Usage Guide

This guide provides a general overview of how to work with STRUCTURES25 once the project is installed. For instructions on reproducing the experiments from our paper, refer to the REPLICATION_GUIDE.md in the repository.

We rely on Hydra to manage configurations. The main configuration files are located in configs/.

Data Generation

Our datasets are available at Dryad.

(Optional) Create your own dataset class or use the MISC dataset and provide XYZ files to define which molecules should be generated.
(Optional) Create a config file in configs/datagen/dataset/.
Run Kohn-Sham DFT on the dataset and create .chk files in $DFT_DATA/dataset/kohn_sham:
```
mldft_ks dataset=<your_dataset_config_name> n_molecules=1000 start_idx=0
```
Based on the Kohn-Sham results, perform density fitting, compute energy and gradients, and save them as labels for the machine learning model in $DFT_DATA/dataset/labels:
```
mldft_labelgen dataset=<your_dataset_config_name> n_molecules=-1
```
Split the file into train, validation, and test datasets using mldft/utils/create_dataset_splits.py.
```
python mldft/utils/create_dataset_splits.py <dataset_name>
```
Create a training data config in configs/ml/data to link to the dataset. Ensure the dataset_name and atom types are set correctly.
Transform the dataset into a basis (to reduce data loading computations during training). For Graphformer models, use local_frames_global_natrep.
```
python mldft/datagen/transform_dataset.py data=<your_train_data_config_name> data/transforms=local_frames_global_natrep
```
Compute dataset statistics, making sure to do so for the transformation and target energy you plan to use.
```
python mldft/ml/compute_dataset_statistics.py data=<your_dataset_config_name>
```

Training

Start training with:

mldft_train data=<train_data_config> model=<model_config>

Key settings:

data/transforms: Selects whether the data has been pre-transformed. The default local_frames_global_natrep applies both local frames and global natural reparametrization.
data.target_key: Determines the target you train on. The default kin_plus_xc trains on the total kinetic and exchange-correlation energy (and their gradients). Alternatives include kin_minus_apbe (delta learning relative to the APBE kinetic energy functional) and tot (total electronic energy).

Density Optimization

On a Dataset

To run density optimization on a dataset in the project format:

mldft_denop run_path=<path_to_ml_model> \
    n_molecules=<number_of_molecules> device=<device> initialization=<initialization> num_devices=<num_devices>

run_path: Path to the model relative to DFT_MODELS.
n_molecules: Number of molecules to compute.
device: Target device (for example cuda or cpu).
initialization: Initialization strategy: sad, sad_default, minao, or hueckel. The sad option requires matching dataset statistics. sad_default is using the dataset statistics of ground states of the QM9 dataset. minao and hückel first predict the density in a Kohn-Sham basis and require density fitting, which becomes expensive for large molecules.

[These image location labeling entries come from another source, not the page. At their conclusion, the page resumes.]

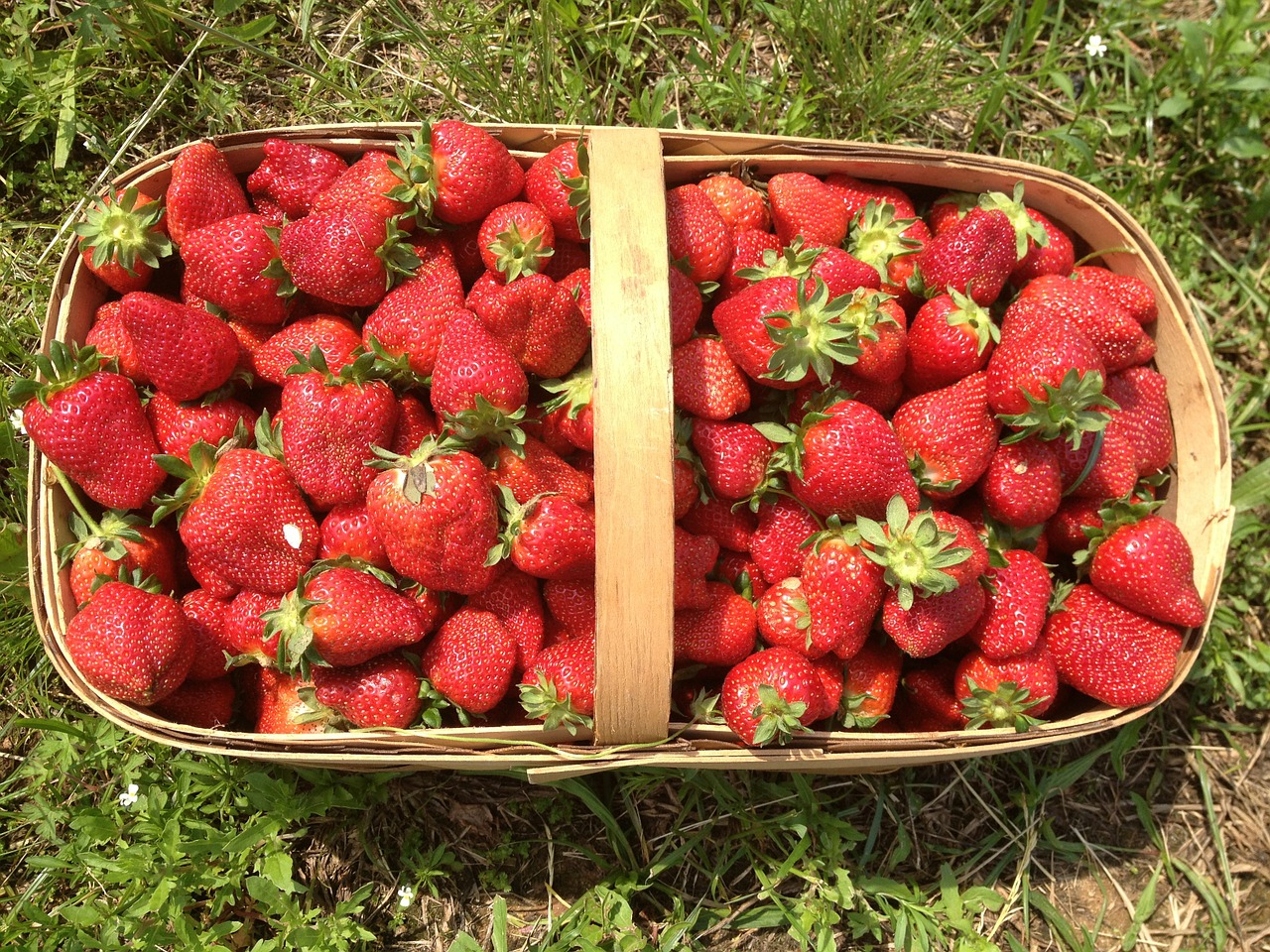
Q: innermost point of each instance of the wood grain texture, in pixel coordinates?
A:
(634, 492)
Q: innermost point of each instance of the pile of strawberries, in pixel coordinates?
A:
(920, 454)
(329, 447)
(338, 420)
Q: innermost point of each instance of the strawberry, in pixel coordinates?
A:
(347, 532)
(706, 381)
(549, 537)
(559, 184)
(778, 540)
(697, 234)
(740, 206)
(227, 266)
(1111, 653)
(437, 517)
(951, 338)
(771, 696)
(1010, 693)
(870, 683)
(973, 257)
(131, 644)
(1024, 484)
(343, 617)
(382, 692)
(177, 425)
(330, 425)
(345, 257)
(561, 688)
(1147, 566)
(202, 703)
(516, 601)
(1017, 606)
(123, 239)
(186, 353)
(289, 178)
(1128, 291)
(202, 190)
(720, 634)
(516, 239)
(843, 589)
(804, 206)
(91, 426)
(244, 525)
(846, 461)
(335, 336)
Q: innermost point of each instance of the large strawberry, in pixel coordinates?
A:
(123, 239)
(90, 425)
(1111, 653)
(437, 517)
(131, 644)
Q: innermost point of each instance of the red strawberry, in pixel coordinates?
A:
(740, 206)
(90, 425)
(123, 239)
(1017, 604)
(697, 232)
(804, 206)
(720, 634)
(347, 532)
(561, 687)
(516, 601)
(290, 177)
(848, 462)
(227, 266)
(202, 703)
(951, 338)
(186, 352)
(771, 696)
(559, 184)
(131, 644)
(1111, 653)
(335, 336)
(973, 257)
(1147, 566)
(382, 692)
(437, 517)
(706, 382)
(180, 425)
(330, 425)
(246, 525)
(202, 190)
(516, 239)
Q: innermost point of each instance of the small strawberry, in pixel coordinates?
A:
(91, 426)
(131, 644)
(202, 189)
(186, 353)
(771, 696)
(1111, 653)
(123, 240)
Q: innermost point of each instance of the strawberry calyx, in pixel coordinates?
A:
(62, 368)
(812, 336)
(117, 229)
(543, 701)
(878, 238)
(1069, 412)
(776, 720)
(913, 549)
(1006, 706)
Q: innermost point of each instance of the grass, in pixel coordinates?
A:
(1150, 838)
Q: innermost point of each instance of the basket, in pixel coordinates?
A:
(634, 416)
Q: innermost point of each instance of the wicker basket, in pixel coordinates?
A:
(630, 171)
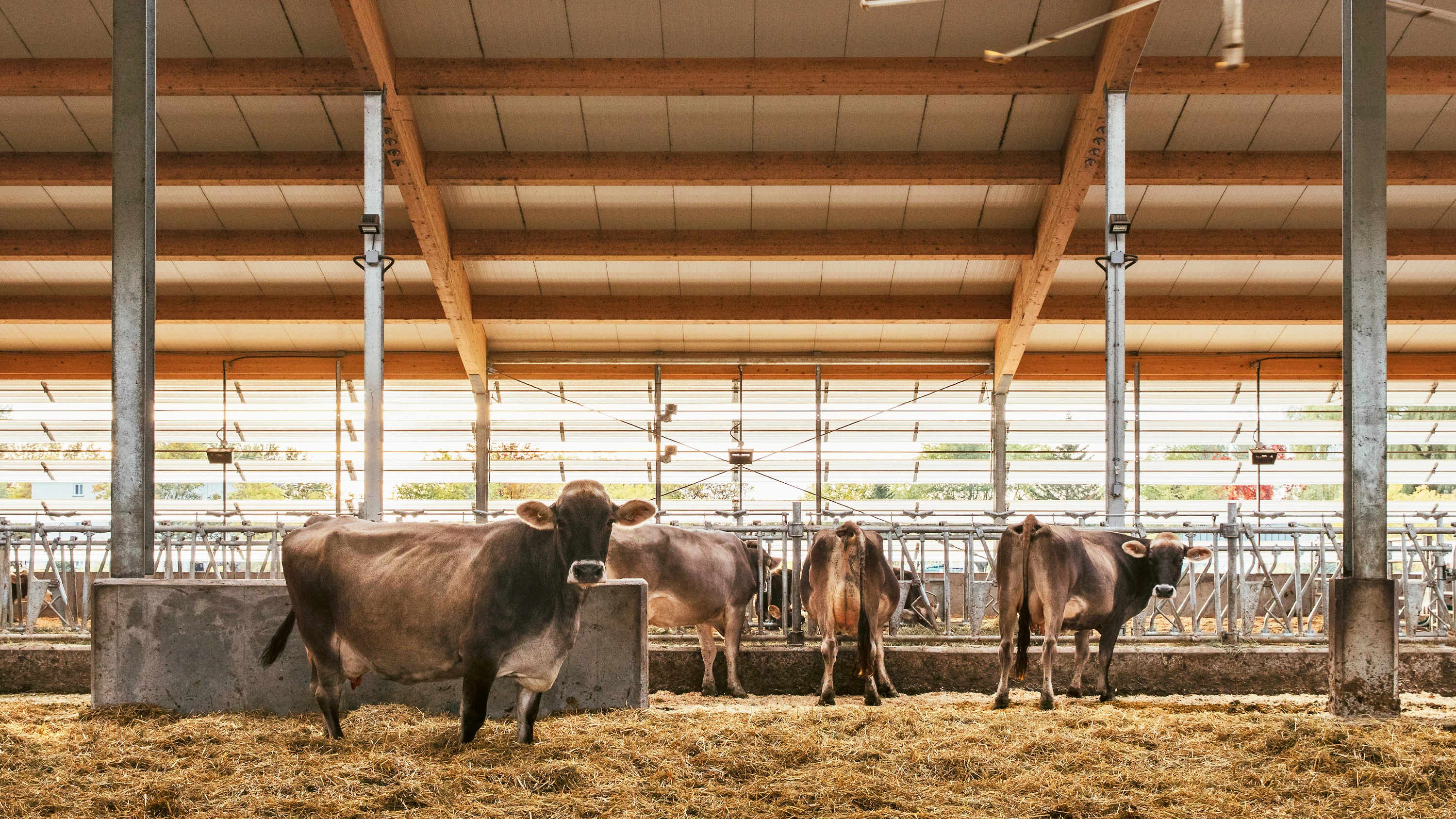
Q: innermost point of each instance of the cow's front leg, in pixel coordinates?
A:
(475, 693)
(710, 649)
(1084, 639)
(528, 704)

By default the command runs on the validation split of the dataset used during training. Override split_file_path to load a different split file and split to switch between the train, val, and test partitions. Results are written to density_optimization.pdf and density_optimization_summary.pdf.

On Arbitrary Molecules

To optimize densities for molecules from standalone .xyz files:

mldft example.xyz --model /path/to/some/model
# view all options
mldft --help

--model must point to a directory containing hparams.yaml and a checkpoints/ directory with a last.ckpt checkpoint. Ensure the model was trained for all atom types present in the molecule. A log file with the same basename as the .xyz file and a .log suffix is created. When dataset statistics are available you can select the sad initialization; otherwise minao is used.

If you have installed the pretrained models using mldft_setup, you can reference them by name:

mldft xyzfile --model str25_qm9

# or

mldft xyzfile --model str25_qmugs

The optimization result is saved as a .pt file matching the basename of the input .xyz file.